23 May 2024

Now that the bill that would benefit small political parties with a greater chance of winning party list MP seats in the next general elections has been killed, things will go back to square one.

Parliament President Chuan Leekpai tried his best to give legislators their last chance to vote on the bill by calling a special joint parliamentary session on Monday. But the obviously deliberate absence of large number of MPs and senators doomed his attempt, causing the bill to fail to meet its 180-day deadline.

For months, many if not most Thais have been baffled by this political back and forth that comes to be known as the “100 vs 500”.    Even political experts have problems explaining to people on the streets as to what it is all about.

Bluntly speaking, however, whether it’s the “100” formula or the “500” formula, it has little to do with advancing Thailand’s democracy or serving public interest in any way. It all boils down to a mere political tussle that would serve only political interest.

Now let’s get to the bottom of this bone of contention.

Let’s start with the “100” formula.  In the next general elections, let’s say all the competing political parties together gather a total of 38 million votes (projection based on the turnout of the last general elections in 2019). The votes would be divided by 100 (which is the number of party list MP seats up for grabs under the Constitution). The result is 380,000 which represents the minimum number of votes for a party to win an MP seat.

In this scenario, if Party A receives a total of 1.9 million votes, it would be entitled to have 5 MPs.  Of course, very few of the existing small political parties can expect to get that many votes.  Only major parties would stand to gain from this formula.

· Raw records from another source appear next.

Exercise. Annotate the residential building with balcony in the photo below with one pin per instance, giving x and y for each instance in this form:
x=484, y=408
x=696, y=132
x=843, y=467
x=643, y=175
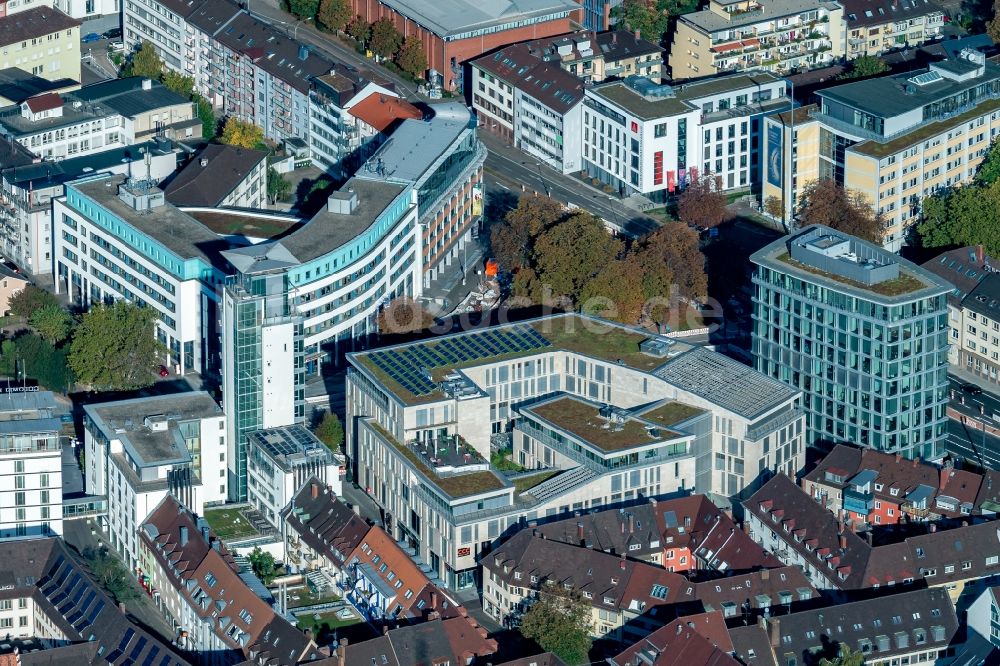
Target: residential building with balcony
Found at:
x=652, y=139
x=780, y=37
x=876, y=27
x=862, y=333
x=442, y=157
x=280, y=461
x=42, y=41
x=683, y=418
x=292, y=305
x=531, y=103
x=895, y=139
x=30, y=466
x=26, y=222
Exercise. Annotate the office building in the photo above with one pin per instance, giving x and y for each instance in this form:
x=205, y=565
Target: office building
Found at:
x=421, y=429
x=45, y=593
x=280, y=461
x=221, y=176
x=651, y=139
x=201, y=592
x=442, y=158
x=780, y=37
x=30, y=465
x=531, y=103
x=862, y=333
x=297, y=303
x=142, y=450
x=26, y=222
x=42, y=41
x=874, y=28
x=895, y=139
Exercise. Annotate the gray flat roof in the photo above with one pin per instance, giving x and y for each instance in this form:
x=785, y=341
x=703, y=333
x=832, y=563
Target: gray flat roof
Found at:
x=416, y=144
x=448, y=17
x=177, y=231
x=124, y=420
x=710, y=21
x=725, y=382
x=890, y=96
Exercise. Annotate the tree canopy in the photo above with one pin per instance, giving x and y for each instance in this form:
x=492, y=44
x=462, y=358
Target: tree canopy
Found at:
x=559, y=621
x=240, y=133
x=115, y=347
x=825, y=202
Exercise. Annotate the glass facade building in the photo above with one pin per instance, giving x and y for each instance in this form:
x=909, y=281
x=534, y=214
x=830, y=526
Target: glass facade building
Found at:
x=870, y=359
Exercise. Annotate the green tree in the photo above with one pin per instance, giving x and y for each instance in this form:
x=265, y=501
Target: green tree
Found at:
x=359, y=29
x=330, y=431
x=845, y=657
x=52, y=322
x=145, y=62
x=865, y=66
x=334, y=14
x=385, y=40
x=111, y=574
x=29, y=300
x=304, y=9
x=411, y=58
x=825, y=202
x=180, y=84
x=243, y=134
x=263, y=565
x=115, y=347
x=278, y=187
x=206, y=113
x=559, y=621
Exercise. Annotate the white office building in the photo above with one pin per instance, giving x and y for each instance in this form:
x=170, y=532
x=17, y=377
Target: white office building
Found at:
x=30, y=465
x=139, y=451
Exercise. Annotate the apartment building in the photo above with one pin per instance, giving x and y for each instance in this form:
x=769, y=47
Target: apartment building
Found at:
x=42, y=41
x=442, y=157
x=531, y=103
x=895, y=139
x=864, y=335
x=780, y=37
x=140, y=451
x=652, y=139
x=109, y=246
x=350, y=117
x=420, y=440
x=46, y=594
x=597, y=56
x=30, y=465
x=294, y=304
x=280, y=461
x=221, y=176
x=876, y=27
x=214, y=612
x=26, y=222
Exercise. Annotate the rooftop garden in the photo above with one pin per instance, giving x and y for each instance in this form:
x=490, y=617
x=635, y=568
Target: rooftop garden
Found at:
x=229, y=523
x=585, y=421
x=904, y=284
x=671, y=413
x=455, y=485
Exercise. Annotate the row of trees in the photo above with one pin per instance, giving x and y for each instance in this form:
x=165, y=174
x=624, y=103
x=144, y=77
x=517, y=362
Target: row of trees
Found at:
x=381, y=37
x=570, y=260
x=110, y=347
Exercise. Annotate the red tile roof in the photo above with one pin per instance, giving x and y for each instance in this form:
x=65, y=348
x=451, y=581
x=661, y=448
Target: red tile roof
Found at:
x=380, y=110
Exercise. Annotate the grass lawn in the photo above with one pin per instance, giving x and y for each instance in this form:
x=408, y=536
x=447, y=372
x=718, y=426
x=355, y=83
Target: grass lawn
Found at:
x=306, y=597
x=229, y=523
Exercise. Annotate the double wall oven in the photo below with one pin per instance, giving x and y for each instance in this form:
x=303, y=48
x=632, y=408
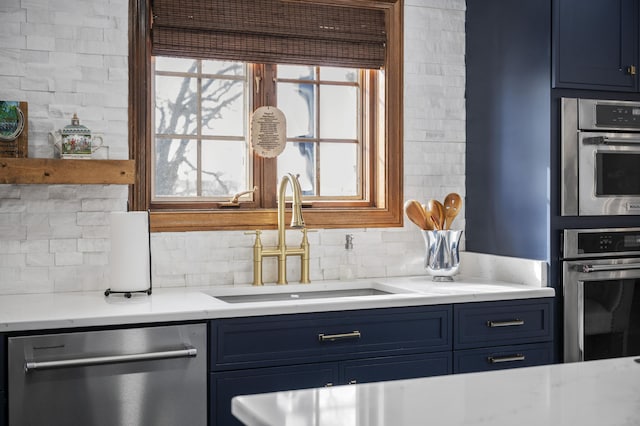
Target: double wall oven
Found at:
x=600, y=157
x=600, y=178
x=601, y=283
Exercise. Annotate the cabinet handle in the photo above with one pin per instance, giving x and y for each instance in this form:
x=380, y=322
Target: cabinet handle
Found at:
x=508, y=358
x=343, y=336
x=512, y=323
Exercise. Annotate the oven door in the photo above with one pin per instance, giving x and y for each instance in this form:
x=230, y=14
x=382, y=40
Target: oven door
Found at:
x=601, y=308
x=608, y=174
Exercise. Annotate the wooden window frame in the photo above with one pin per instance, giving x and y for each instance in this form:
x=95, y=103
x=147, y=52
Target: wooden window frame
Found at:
x=386, y=162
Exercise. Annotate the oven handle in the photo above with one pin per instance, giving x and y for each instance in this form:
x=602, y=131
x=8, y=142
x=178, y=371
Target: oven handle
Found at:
x=605, y=140
x=597, y=268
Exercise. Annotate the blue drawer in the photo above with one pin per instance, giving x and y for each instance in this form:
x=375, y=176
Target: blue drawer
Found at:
x=328, y=336
x=396, y=367
x=223, y=386
x=3, y=363
x=502, y=357
x=502, y=323
x=3, y=409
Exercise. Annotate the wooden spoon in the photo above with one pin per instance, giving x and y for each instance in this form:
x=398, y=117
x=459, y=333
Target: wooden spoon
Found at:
x=435, y=211
x=452, y=205
x=416, y=213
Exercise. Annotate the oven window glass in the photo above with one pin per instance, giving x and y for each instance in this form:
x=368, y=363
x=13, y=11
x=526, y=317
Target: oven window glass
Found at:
x=617, y=173
x=611, y=318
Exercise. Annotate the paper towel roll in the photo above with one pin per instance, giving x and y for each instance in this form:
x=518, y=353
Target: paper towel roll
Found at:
x=130, y=256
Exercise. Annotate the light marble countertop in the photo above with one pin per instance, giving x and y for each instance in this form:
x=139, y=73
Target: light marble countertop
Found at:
x=513, y=280
x=589, y=393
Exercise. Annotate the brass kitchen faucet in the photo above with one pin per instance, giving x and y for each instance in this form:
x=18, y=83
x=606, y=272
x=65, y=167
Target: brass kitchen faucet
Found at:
x=281, y=251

Now let’s take a look at the “500” formula.  The 38 million votes would be divided by 500 (which is the total number of party list and constituency MPs combined under the Constitution).  The result would be 76,000 which is the minimum number of votes required for each MP.  It’s no wonder then why small political parties have been fighting for this formula.

Originally, the “100” formula was drafted by the Election Commission and proposed to the Parliament by the Prayut Cabinet. But it was modified during the parliamentary process and became the “500” formula. The drastic change was made possible with the support of the ruling coalition parties, especially Palang Pracharath  – apparently out of fear that the original formula would benefit Pheu Thai, the main opposition party.

However, after some rethinking, those in the ruling coalition suddenly realized that the “500” formula bill might not give them an upper hand in the next general elections after all. There were also repeated warnings from legal experts that the formula might be unconstitutional.

Critics believe that major ruling and opposition parties colluded to have the bill killed as they would benefit most from the “100” formula.  The conspicuous absence of MPs belonging to these parties in the final joint parliamentary session on Monday certainly lends credence to the theory.

With the “500” formula bill now dead, the original “100” formula bill now be revived. It will be sent back to the Election Commission for further deliberation.  If the commission has no objection or proposes no amendments, it will be submitted for royal endorsement.

But that will not be the end of the story yet. Some small political parties have made it clear that they will challenge the constitutionality of the bill.   If the court finds no fault with the bill, the whole thing will be put to rest.  In the event that the court rules it to be problematic, then the Election Commission will need to draft a new bill.

And that would mean another field day for politicians and another political circus for the public to watch.